Le juge Marc Trévidic, chargé d'une enquête sur l'attentat dans lequel ont péri en mai 2002 à Karachi 11 Français travaillant à la construction de sous-marins, a ramené d'un déplacement aux Etats-Unis une revendication de l'enlèvement en janvier 2002 de ce journaliste du Wall Street Journal qui allait être décapité le mois suivant.

La revendication parvenue aux autorités américaines qui figure désormais au dossier français demandait la livraison à l'Etat pakistanais d'avions de combat F-16 américains, alors bloquée par un problème juridico-diplomatique.

Selon Le Parisien, le juge Trévidic a par ailleurs fait interroger aux Etats-Unis un islamiste condamné à mort pour ce crime, Ahmed Omar Cheikh, et ce dernier a authentifié la revendication en question. Des livres de journalistes avaient déjà émis l'hypothèse que cet homme soit en réalité un agent des services secrets pakistanais.

Le juge français s'intéresse à cet épisode car il est aussi sur la piste d'une possible action islamiste commanditée par les services secrets pakistanais dans son dossier visant l'attentat anti-français de Karachi.

Les familles des victimes de l'attentat de Karachi devaient être reçues dans la journée de lundi par Marc Trévidic, à Paris, pour information complète sur cet élément nouveau. Me Olivier Morice, leur avocat, a déclaré à Reuters qu'il voyait dans l'affaire Pearl un "parallèle" avec le dossier Karachi, où l'hypothèse de travail serait donc à ses yeux validée.

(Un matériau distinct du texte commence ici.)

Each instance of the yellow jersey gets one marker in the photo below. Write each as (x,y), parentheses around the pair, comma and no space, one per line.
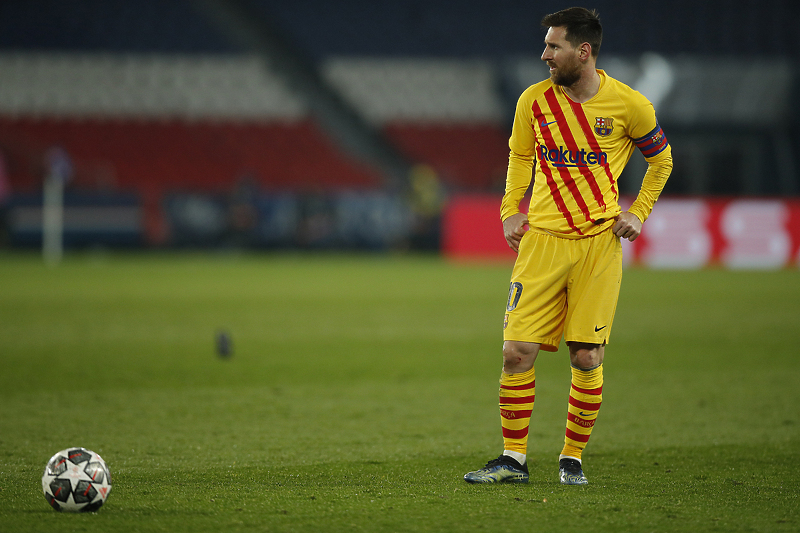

Des islamistes condamnés à mort initialement pour l'attentat de Karachi ont en effet été blanchis en appel au Pakistan et il est désormais envisagé que l'attentat ait été motivé par un imbroglio sur des paiements de commission en marge du contrat des sous-marins, avec en toile de fond une possible corruption lors de la présidentielle française de 1995.

Les liens entre les services secrets pakistanais et les islamistes sont soupçonnés de longue date, notamment concernant le conflit avec l'Inde dans la province du Cachemire, où les premiers utilisent les seconds.

Ces soupçons sur les services pakistanais ont été relancés lorsqu'il est apparu, lors de l'opération qui a mené à sa mort en mai 2011, que le chef d'Al Qaïda Oussama ben Laden résidait à Abbottabad, "capitale" de l'armée et des services spéciaux du Pakistan.